Three Squirrel-in-the-Wheel Slowing Exercises
Lots of us are familiar with the feeling of an endless to-do list and a squirrel-in-the-wheel condition. Mostly, workaholics face this.
“I could work outside the city all day, grab a burrito on my way home, and then leave it on the table, work at home until 2 am, and wake up on an alarm clock at 6 am,” this is how Neil Pasricha describes his condition. He’s an author of six New York Times bestselling books, including The Happiness Equation, a column published in the Harvard Business Review.
To sleep at night, Neal had sleeping pills, so as not to fall asleep during the day — tonic drugs. Because of stress, he lost 18 kg. Neal had a headache around the clock, his heart was pounding and his stomach twisted. Huge bags appeared under the eyes.
The paradox is that Neil Pasricha had a reputation for being an evangelist for positive thinking on television shows, but his real-life was in chaos. His book on self-help, Book of Awesome, grew out of a series of posts that helped him cope with the pain of a failed marriage and best friend’s suicide. But Neal felt lonely, endlessly anxious, and suffered from chronic insomnia. The solution to emotional problems was workaholism. “I didn’t have time to sleep or answer questions about sleep. I knew I was driving myself into the grave,” he writes. Neal’s to-do list was endless.

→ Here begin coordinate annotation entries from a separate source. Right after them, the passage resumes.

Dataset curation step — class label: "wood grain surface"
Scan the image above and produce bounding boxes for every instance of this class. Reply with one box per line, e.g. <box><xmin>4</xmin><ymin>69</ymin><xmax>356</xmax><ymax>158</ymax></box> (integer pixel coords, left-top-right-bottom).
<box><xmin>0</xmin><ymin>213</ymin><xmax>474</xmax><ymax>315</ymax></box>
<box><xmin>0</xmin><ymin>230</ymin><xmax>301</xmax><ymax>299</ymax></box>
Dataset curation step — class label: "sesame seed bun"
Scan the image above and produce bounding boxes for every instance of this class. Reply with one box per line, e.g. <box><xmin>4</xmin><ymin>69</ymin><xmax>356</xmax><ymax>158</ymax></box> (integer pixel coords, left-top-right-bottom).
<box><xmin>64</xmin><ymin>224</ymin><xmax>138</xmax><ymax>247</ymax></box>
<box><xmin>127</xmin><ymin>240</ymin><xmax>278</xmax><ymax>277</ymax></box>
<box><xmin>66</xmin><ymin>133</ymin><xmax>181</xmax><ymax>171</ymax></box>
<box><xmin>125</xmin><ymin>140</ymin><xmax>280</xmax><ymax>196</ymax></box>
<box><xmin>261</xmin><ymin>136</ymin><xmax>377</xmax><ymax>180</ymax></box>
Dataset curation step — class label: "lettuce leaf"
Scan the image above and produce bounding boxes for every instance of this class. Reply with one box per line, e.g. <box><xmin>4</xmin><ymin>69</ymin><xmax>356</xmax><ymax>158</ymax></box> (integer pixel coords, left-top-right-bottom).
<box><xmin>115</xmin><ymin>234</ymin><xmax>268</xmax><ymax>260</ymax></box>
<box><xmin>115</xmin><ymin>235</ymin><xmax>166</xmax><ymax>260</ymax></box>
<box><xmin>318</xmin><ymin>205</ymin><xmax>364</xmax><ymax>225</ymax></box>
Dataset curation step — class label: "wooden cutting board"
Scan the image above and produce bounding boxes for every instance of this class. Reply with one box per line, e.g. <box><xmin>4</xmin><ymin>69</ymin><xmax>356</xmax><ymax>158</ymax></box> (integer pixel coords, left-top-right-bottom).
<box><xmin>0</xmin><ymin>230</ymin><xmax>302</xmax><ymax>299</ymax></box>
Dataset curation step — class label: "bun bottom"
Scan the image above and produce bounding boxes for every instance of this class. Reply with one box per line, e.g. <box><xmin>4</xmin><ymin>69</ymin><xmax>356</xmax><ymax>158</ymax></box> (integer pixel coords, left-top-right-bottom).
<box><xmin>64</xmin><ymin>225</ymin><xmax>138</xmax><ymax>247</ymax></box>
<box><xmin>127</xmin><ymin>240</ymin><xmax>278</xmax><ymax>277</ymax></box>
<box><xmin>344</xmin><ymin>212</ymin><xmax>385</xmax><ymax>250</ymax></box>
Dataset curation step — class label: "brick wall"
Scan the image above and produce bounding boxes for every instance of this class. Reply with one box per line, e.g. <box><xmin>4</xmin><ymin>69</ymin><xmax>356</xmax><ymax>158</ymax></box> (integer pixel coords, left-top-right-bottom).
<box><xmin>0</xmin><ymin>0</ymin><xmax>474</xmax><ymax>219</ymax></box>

Neal started up cards with the writing “I’ll focus on…”. This practice helps filter out from the endless stream of “can do” and “must-do” those things that will actually get done.

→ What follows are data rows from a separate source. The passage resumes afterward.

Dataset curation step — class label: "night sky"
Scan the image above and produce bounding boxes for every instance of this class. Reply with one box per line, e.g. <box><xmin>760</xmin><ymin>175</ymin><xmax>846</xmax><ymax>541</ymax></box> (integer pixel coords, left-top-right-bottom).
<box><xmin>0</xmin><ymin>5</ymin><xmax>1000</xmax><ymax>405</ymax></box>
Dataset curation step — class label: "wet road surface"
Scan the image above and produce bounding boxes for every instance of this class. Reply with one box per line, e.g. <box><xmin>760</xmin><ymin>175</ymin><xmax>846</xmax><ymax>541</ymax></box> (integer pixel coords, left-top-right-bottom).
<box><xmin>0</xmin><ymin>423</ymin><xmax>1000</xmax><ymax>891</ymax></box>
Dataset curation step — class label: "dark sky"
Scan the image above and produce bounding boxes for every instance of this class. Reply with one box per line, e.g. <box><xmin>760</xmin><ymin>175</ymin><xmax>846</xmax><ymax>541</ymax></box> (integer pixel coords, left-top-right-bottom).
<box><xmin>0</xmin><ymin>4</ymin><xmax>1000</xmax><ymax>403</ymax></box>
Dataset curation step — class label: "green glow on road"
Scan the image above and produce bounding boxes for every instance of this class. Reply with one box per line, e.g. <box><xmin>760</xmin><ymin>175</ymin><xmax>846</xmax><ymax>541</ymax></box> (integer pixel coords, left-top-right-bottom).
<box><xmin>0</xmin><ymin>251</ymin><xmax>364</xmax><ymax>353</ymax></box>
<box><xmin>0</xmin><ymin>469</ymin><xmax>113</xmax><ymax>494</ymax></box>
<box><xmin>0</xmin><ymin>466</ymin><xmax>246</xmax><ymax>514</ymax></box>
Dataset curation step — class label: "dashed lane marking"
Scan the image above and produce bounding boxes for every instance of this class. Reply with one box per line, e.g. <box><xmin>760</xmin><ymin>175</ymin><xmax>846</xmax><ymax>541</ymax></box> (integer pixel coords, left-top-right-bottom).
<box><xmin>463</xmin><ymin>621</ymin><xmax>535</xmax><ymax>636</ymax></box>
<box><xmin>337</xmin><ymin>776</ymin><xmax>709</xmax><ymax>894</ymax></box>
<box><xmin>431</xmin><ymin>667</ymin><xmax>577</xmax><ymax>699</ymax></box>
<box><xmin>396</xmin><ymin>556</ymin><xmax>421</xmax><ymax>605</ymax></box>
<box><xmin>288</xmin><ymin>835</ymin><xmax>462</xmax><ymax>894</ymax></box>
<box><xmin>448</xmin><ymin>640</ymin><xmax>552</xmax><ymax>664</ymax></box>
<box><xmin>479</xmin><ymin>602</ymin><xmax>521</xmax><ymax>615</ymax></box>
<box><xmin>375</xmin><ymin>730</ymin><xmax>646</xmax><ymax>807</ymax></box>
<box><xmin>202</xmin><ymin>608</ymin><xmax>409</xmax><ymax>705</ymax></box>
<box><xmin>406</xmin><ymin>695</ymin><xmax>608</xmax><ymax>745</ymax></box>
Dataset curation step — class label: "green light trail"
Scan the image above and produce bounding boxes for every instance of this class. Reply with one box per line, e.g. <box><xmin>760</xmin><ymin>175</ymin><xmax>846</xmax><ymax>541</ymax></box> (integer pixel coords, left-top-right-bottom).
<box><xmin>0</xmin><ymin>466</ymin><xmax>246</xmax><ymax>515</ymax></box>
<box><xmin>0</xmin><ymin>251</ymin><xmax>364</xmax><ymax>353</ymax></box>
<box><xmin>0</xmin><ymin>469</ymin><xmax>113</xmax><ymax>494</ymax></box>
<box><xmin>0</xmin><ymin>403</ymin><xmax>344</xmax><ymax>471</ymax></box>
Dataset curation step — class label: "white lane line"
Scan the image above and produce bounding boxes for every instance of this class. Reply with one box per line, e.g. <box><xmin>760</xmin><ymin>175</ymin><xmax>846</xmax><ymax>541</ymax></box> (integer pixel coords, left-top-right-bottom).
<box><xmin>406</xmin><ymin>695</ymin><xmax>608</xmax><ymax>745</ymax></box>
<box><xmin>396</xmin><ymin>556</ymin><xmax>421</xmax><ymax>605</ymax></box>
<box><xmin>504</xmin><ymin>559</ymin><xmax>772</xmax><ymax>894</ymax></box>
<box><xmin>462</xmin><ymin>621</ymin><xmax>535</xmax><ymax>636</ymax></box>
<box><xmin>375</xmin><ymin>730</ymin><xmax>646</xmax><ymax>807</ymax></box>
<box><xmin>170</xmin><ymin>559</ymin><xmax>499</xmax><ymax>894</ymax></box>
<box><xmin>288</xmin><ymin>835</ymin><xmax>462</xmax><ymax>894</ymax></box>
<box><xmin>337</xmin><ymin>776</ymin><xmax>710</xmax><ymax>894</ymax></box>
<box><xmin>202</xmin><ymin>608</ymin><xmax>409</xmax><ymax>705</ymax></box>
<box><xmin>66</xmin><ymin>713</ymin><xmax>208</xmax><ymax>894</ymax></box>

The exercise provided Neil Pasricha’s everyday life with resilience as it cleared away the fog of the many “What needs to be done next?” and helped break down giant projects into simple tasks. The threatening deadline for the book’s delivery became “To write 500 Words”, and the general redesign gathering was now “Ask three executives for their comments on the project.” Exercise, which was not there before, appeared in the formulation “Go out for a ten-minute walk at lunchtime.”
The fight-or-flight brain mechanism helped our ancestors survive. Thanks to it, our ancestors noticed danger in time. But in the modern world, there is much more negativity, which the brain indicates as dangerous. And now this mechanism is working against us. Stress builds up. How to get your brain to notice the positive?
The point “I am grateful for…” was added to Neal’s cards. For example, “I am grateful for a beautiful sunrise,” “I am grateful for today’s dinner with friends,” etc. Thanks to this exercise, he was able to slow down the rhythm of life and notice not only the negative but also the positive manifestations of life. However, Neal was still tormented by excessive stress.
He came across a study, the results of which were published in the Science Magazine in the article “Don’t Look Back in Anger!” It said that the less we regret something, the more pleasure we feel. In other words, we get rid of anxiety by talking about it right away.
Another phrase appeared in Neal’s cards:
I’m letting go… the impolite letter I sent yesterday at 11 pm. I’m letting go… meeting with the boss I missed yesterday. I’m letting go… the fact that I haven’t called my parents for two weeks.
Neal spends two minutes a day doing the exercises. “Am I completely healed? Or am I constantly happy now? No! Of course not. But this two-minute morning habit has greatly improved my every day,” the author of the column concludes.